THE PLANNED SWEDISH REPOSITORY FOR SPENT FUEL
AND LONG-LIVED LOW AND INTERMEDIATE LEVEL WASTE

Monica Hammarström and Fred Karlsson
Swedish Nuclear Fuel and Waste Management Co.
Box 5864
S-102 40 Stockholm
Sweden

ABSTRACT

The Swedish nuclear waste management programme aims at disposing spent nuclear fuel in a deep repository somewhere in Sweden. The fuel will be encapsulated in copper canisters embedded in bentonite. Long-lived low- and intermediate-level waste is planned to be disposed of in a special part of the deep repository.

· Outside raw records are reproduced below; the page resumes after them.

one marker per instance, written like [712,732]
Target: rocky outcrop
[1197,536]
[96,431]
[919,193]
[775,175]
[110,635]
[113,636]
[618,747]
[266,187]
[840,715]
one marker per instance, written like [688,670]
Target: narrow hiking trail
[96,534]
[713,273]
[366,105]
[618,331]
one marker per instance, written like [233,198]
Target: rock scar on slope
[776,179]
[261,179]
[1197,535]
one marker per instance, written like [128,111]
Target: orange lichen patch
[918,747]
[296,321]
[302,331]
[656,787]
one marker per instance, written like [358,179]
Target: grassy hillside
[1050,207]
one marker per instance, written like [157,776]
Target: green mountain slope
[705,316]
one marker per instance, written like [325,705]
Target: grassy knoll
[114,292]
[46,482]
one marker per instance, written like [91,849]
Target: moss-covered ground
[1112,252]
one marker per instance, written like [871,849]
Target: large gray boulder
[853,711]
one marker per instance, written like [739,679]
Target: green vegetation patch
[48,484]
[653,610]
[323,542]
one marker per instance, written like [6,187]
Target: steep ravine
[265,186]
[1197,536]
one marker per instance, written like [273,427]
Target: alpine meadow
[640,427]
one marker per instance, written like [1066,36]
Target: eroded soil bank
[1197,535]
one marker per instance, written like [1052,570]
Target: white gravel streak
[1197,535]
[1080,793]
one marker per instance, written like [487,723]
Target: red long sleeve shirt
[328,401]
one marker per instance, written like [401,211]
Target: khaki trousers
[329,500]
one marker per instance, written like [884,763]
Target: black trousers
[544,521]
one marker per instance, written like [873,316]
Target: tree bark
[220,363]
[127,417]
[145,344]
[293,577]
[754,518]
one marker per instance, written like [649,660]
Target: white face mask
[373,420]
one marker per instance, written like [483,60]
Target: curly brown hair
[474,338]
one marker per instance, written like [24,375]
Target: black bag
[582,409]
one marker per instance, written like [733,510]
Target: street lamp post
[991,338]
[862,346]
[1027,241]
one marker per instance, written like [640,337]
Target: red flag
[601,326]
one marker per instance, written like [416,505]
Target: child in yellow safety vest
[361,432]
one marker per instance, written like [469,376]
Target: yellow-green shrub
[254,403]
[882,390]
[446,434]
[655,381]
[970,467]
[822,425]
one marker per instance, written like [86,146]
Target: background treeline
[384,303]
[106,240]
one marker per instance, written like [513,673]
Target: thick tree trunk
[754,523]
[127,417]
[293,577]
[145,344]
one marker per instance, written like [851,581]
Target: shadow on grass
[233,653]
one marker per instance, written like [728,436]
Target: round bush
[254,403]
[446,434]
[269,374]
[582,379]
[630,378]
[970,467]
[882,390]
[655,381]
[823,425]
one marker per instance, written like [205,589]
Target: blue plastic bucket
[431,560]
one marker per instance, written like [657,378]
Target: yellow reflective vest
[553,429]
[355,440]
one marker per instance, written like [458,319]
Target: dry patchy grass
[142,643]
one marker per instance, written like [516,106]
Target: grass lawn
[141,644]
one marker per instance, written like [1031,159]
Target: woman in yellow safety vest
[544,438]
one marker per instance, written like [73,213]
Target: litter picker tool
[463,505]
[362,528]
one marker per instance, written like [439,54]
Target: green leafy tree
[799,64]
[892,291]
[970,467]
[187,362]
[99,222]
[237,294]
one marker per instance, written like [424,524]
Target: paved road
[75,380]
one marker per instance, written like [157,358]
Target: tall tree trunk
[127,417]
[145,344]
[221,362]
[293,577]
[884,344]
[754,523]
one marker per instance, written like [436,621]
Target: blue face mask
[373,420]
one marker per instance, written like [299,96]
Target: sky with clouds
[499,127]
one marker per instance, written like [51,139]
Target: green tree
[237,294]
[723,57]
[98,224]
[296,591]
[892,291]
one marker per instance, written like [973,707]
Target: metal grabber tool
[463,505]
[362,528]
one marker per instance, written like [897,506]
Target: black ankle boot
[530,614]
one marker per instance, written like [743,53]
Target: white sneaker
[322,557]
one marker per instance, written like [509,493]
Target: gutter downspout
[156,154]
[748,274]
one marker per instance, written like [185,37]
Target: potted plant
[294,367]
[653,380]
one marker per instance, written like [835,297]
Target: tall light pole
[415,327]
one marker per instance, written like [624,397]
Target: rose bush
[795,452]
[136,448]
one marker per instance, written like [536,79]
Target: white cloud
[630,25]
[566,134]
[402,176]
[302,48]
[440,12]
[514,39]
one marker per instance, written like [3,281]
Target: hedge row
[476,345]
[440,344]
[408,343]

Research is focusing on processes important for the safety of a deep repository. Large scale demonstration projects will be performed at the Äspö Hard Rock Laboratory to demonstrate and to test techniques for disposal. An encapsulation laboratory has been built for developing welding techniques for the sealing of the copper canisters.

The siting process of a deep repository has started. Feasibility studies are at present being performed in three municipalities in Sweden. These studies aim at identifying areas for further site investigations

INTRODUCTION

Sweden has been producing electricity with nuclear power since 1972. 12 nuclear power reactors produce about 70 Twh per year which accounts for about half of the electricity production in the country today. Up to the year 2010 the estimated amount of spent fuel will be 8000 tonnes.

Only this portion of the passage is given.